Mike Percy has posted comments on this change. ( 
http://gerrit.cloudera.org:8080/10375 )

Change subject: WIP: Kudu Backup/Restore Spark Jobs
......................................................................


Patch Set 8:

(13 comments)

I suck at Scala but I did a first pass on this. Overall it looks very good. Let 
me know if you want specific feedback on anything. Since this is a large patch 
already, I think it would be valuable to do some cleanup where needed and 
commit a baseline before continuing to add more features to this patch. Also I 
resisted the urge to point out formatting nits but we can do a pass like that 
before commit a bit later.

http://gerrit.cloudera.org:8080/#/c/10375/8/java/kudu-backup/src/main/scala/org/apache/kudu/backup/KuduBackup.scala
File java/kudu-backup/src/main/scala/org/apache/kudu/backup/KuduBackup.scala:

http://gerrit.cloudera.org:8080/#/c/10375/8/java/kudu-backup/src/main/scala/org/apache/kudu/backup/KuduBackup.scala@33
PS8, Line 33: object KuduBackup {
Can we mark this as experimental so we can commit some of this code even before 
it's fully baked?


http://gerrit.cloudera.org:8080/#/c/10375/8/java/kudu-backup/src/main/scala/org/apache/kudu/backup/KuduBackup.scala@55
PS8, Line 55:       writeTableMetadata(tableMetadata, tablePath, session)
We don't have to solve this immediately, and it has been mentioned before in 
design discussions, but it at least deserves a TODO here: what happens if there 
are new columns/partitions created or existing columns/partitions dropped while 
we are doing the backup? It seems that we are doing the backup and then 
collecting the table metadata when we are done and so right now there is 
nothing guaranteeing that the stored data on disk exactly matches up with the 
schema info written in the metadata file. At some point we considered 
prohibiting DDL ops while doing a backup to avoid that race, I'm sure there are 
other things we can do as well.


http://gerrit.cloudera.org:8080/#/c/10375/8/java/kudu-backup/src/main/scala/org/apache/kudu/backup/KuduBackup.scala@65
PS8, Line 65:     Serialization.write(metadata, out)
Rather than use Spark serialization based on POJO (POSO?) definitions for 
metadata files, I would like to see us use protobufs for the metadata so that 
evolving the fields is straightforward. I think it would make sense to define 
the serialization format in a .proto file and for the column schema and 
partition schema structs, hopefully we can directly reference SchemaPB and 
PartitionSchemaPB from src/kudu/common/common.proto

One caveat is figuring out the right container format to use for the serialized 
protobuf. One option is the PB container file format we use elsewhere in Kudu, 
the main drawback being that we would have to port the reader / writer code 
from C++ to Java, although that probably isn't very difficult. Another option 
could be to store it as Avro, and use a protobuf-to-Avro file converter 
library, of which there are a couple of implementations out there.
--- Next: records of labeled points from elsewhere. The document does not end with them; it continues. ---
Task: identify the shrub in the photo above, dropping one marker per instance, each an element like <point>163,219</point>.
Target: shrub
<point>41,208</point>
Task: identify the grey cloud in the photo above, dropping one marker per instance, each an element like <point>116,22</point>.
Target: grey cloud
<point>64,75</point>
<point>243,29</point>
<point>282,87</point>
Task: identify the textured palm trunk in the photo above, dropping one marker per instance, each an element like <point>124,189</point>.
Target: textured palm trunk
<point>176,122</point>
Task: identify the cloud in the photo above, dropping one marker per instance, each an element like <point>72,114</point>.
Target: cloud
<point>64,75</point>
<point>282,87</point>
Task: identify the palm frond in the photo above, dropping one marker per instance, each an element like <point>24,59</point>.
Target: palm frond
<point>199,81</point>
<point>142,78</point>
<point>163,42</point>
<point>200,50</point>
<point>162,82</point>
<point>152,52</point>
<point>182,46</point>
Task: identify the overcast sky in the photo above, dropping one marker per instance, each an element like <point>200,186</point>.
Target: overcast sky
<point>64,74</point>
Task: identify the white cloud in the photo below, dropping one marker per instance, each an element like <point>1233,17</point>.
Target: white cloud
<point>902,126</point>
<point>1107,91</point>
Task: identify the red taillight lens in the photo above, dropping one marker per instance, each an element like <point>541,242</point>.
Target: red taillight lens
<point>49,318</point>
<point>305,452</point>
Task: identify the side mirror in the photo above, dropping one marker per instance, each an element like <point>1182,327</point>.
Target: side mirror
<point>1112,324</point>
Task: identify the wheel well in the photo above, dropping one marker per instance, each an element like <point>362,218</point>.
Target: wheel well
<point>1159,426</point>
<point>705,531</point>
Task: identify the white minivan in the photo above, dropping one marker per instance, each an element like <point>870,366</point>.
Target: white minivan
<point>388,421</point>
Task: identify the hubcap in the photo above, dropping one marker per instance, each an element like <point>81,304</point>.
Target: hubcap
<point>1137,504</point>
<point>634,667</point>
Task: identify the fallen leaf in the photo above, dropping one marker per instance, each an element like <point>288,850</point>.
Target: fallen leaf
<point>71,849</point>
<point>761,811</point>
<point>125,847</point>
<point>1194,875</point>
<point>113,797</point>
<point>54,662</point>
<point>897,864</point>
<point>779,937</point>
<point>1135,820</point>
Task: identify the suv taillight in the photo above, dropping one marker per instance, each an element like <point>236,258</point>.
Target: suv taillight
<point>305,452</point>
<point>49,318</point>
http://gerrit.cloudera.org:8080/#/c/10375/8/java/kudu-backup/src/main/scala/org/apache/kudu/backup/KuduBackup.scala@79
PS8, Line 79: move to a utility class
yeah, +1


http://gerrit.cloudera.org:8080/#/c/10375/8/java/kudu-backup/src/main/scala/org/apache/kudu/backup/KuduBackupOptions.scala
File 
java/kudu-backup/src/main/scala/org/apache/kudu/backup/KuduBackupOptions.scala:

http://gerrit.cloudera.org:8080/#/c/10375/8/java/kudu-backup/src/main/scala/org/apache/kudu/backup/KuduBackupOptions.scala@30
PS8, Line 30: Address
nit: maybe we should name this "addresses"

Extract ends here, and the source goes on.